Definition
To deliberately reduce the air pressure inside a pressurized aircraft cabin so it equals the outside ambient pressure. This is done by opening outflow valves, shutting off pressurization air sources, or climbing/descending to an altitude where the pressure differential is zero.
Plain English
To let the higher-pressure air inside the cabin out, so the inside and outside pressures match.
Context Anchor
Seen in emergency procedures for pressurized airplanes, including smoke, fire, and cabin-pressure problems.
Derivation
Built from 'de-' (Latin, meaning 'remove' or 'undo') and 'pressurize' (to add pressure).

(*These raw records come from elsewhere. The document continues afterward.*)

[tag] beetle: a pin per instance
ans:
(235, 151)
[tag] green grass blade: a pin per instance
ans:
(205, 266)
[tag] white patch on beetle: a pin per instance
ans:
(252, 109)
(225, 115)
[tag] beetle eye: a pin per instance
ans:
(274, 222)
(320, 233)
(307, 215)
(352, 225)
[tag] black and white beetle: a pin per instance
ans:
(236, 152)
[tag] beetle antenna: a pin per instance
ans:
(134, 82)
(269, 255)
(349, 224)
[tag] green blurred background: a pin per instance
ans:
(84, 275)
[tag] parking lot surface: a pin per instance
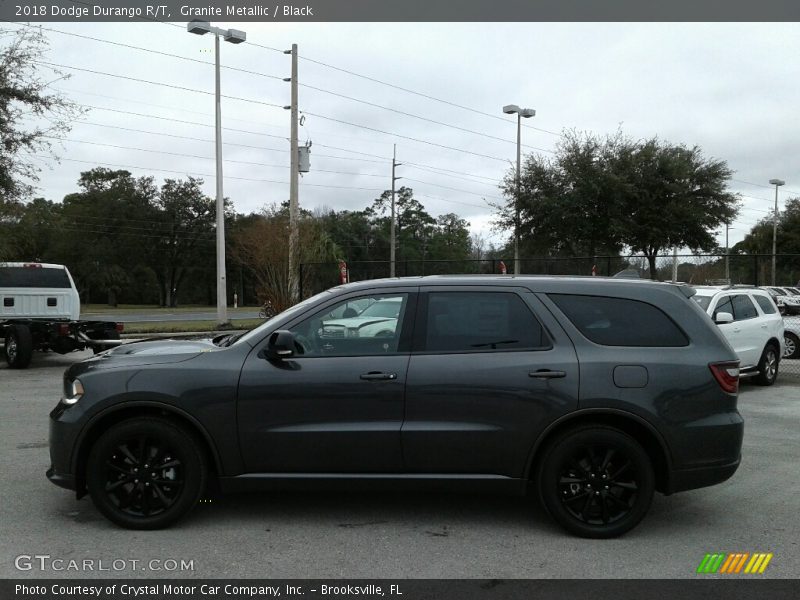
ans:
(328, 535)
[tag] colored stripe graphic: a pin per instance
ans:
(734, 562)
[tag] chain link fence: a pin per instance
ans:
(695, 269)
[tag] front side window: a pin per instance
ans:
(620, 321)
(480, 322)
(363, 326)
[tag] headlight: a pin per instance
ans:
(74, 391)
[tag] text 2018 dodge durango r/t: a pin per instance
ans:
(592, 393)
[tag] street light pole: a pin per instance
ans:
(233, 36)
(526, 113)
(777, 183)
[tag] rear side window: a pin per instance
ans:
(33, 277)
(620, 321)
(767, 306)
(481, 322)
(743, 308)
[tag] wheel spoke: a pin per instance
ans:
(607, 459)
(620, 471)
(128, 454)
(117, 468)
(604, 506)
(165, 502)
(576, 497)
(112, 486)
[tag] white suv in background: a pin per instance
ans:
(750, 322)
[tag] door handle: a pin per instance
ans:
(377, 376)
(546, 374)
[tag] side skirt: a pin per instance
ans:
(431, 482)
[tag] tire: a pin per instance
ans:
(792, 345)
(128, 490)
(768, 366)
(622, 472)
(109, 334)
(19, 346)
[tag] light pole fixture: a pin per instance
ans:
(234, 36)
(522, 113)
(777, 183)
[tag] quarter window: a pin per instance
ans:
(482, 322)
(767, 306)
(620, 321)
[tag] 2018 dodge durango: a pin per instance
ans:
(590, 393)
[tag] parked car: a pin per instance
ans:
(791, 338)
(752, 325)
(378, 319)
(777, 299)
(790, 298)
(591, 393)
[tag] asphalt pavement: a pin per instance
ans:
(324, 535)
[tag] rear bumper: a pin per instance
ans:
(690, 479)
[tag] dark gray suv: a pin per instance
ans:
(591, 393)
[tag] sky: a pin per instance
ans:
(730, 88)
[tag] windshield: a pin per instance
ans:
(256, 333)
(389, 309)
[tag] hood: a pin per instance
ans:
(150, 352)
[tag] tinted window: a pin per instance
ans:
(620, 321)
(703, 301)
(724, 305)
(480, 321)
(767, 306)
(33, 277)
(743, 308)
(339, 331)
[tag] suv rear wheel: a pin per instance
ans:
(792, 345)
(146, 473)
(768, 366)
(596, 481)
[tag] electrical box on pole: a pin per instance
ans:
(304, 158)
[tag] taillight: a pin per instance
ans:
(727, 375)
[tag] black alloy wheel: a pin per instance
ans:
(145, 473)
(596, 482)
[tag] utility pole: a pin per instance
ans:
(777, 183)
(294, 184)
(727, 255)
(392, 239)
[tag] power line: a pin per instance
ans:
(158, 83)
(423, 95)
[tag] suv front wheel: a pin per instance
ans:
(146, 473)
(768, 366)
(596, 481)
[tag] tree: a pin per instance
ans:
(186, 219)
(569, 204)
(671, 196)
(31, 114)
(597, 197)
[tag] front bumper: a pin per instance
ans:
(60, 479)
(62, 436)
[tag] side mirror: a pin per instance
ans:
(280, 345)
(723, 318)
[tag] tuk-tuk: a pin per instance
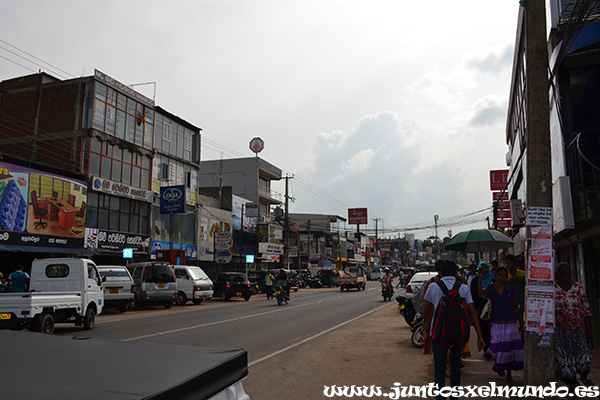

So it literally means 'to undo the pressurization' — to take the added pressure back out.
Why Pilots Care
Vents smoke and combustion products rapidly while limiting oxygen available to the fire and preparing the aircraft for an emergency descent.
Intuition Check
Depressurize does not mean “turn off the air conditioning” or simply “cool the cabin.” It means reducing the actual air pressure inside the cabin.
Example Sentence 1
After confirming the cabin fire, the crew descended to 10,000 feet and depressurized the cabin to help vent the smoke.
Example Sentence 2
Depressurizing before the emergency descent prevented pressure differentials from complicating the procedure.